4. Which of the following is an age-related developmental task for a 68-year-old client?
- A. Dealing with loss of friends
- B. Commitment to parenthood
- C. Setting career goals
- D. Solidification of sense of self
Correct answer: A
Rationale: As individuals age, they face various developmental tasks unique to that stage of life. For a 68-year-old client, dealing with the loss of friends becomes a significant aspect of their development. This age group often experiences the passing of peers and friends, leading to feelings of loneliness and the need to adjust to a changing social circle. Commitment to parenthood (Choice B) is more relevant to younger adults in their child-rearing years. Setting career goals (Choice C) is typically associated with early to mid-career stages rather than later in life. Solidification of sense of self (Choice D) is a task that is more commonly associated with earlier adulthood when individuals are establishing their identity. Therefore, the most appropriate developmental task for a 68-year-old client is dealing with the loss of friends.

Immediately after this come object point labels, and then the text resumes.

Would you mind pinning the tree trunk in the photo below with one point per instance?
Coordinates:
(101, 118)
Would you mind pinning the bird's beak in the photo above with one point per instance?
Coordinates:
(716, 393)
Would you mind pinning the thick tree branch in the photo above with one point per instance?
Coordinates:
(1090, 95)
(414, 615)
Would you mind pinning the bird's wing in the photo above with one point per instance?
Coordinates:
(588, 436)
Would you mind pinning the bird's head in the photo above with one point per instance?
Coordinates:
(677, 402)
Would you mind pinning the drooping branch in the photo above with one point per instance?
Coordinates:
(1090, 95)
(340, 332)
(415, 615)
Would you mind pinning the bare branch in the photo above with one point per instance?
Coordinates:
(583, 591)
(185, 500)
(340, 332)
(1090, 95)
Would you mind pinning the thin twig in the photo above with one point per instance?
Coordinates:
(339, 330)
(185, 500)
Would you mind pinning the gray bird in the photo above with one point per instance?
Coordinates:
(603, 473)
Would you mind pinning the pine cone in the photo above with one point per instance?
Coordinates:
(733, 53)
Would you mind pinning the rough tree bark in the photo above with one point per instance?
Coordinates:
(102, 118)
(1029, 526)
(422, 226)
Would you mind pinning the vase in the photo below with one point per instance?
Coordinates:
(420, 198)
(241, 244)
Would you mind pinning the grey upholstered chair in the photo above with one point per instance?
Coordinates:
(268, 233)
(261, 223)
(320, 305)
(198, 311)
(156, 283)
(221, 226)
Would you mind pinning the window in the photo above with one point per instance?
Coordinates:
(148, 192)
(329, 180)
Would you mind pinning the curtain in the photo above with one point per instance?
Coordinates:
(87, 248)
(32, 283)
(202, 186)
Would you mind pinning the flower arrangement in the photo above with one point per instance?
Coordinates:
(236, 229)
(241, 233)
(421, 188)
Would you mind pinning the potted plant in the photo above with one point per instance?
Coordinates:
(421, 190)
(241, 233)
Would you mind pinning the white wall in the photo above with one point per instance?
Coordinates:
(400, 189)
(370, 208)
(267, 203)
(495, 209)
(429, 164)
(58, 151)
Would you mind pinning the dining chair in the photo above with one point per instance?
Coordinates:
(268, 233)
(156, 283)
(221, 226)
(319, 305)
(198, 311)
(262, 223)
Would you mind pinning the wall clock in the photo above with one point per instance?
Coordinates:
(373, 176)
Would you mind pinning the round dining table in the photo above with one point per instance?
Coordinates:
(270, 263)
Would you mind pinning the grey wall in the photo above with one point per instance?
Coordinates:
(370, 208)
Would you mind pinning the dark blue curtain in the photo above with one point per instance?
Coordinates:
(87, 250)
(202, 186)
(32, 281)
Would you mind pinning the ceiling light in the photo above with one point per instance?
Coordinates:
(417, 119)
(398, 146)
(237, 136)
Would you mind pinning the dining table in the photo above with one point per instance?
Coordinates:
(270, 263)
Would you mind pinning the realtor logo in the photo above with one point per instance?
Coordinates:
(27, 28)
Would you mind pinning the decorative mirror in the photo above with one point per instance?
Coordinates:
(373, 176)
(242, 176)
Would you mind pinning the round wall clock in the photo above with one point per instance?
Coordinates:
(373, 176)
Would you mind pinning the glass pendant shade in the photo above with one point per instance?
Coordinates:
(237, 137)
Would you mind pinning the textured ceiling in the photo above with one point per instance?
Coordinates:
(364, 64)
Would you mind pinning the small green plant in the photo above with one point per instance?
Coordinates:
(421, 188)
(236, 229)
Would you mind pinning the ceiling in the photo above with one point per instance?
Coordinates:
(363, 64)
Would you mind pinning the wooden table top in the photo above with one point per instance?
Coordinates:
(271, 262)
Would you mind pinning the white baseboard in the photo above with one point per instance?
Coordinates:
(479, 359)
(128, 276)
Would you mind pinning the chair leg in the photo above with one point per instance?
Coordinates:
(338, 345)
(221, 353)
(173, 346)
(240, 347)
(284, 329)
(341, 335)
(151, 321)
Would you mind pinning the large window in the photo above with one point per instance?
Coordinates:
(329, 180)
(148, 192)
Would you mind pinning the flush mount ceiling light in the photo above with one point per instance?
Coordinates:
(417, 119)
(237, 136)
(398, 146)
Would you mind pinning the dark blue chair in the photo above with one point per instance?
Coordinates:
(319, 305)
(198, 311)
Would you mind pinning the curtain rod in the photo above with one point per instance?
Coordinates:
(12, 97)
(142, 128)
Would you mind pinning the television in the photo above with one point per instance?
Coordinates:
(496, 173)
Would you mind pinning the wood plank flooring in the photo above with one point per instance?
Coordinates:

5. Which action often triggers an episode of violence or aggression in a patient with a psychiatric diagnosis involving violent behavior?
- A. Obtaining a history
- B. Asking for input into care
- C. Enforcing rules
- D. Taking a walk
Correct answer: C
Rationale: Enforcing rules is often a trigger for patients with psychiatric diagnoses involving violent behavior. Limit-setting or denying patient demands can be perceived as control and intimidation, leading to aggressive responses. Nursing staff must respond calmly and professionally to prevent escalation. Avoiding such patients or matching their emotions can worsen the situation. Therefore, enforcing rules can provoke violent episodes in these patients.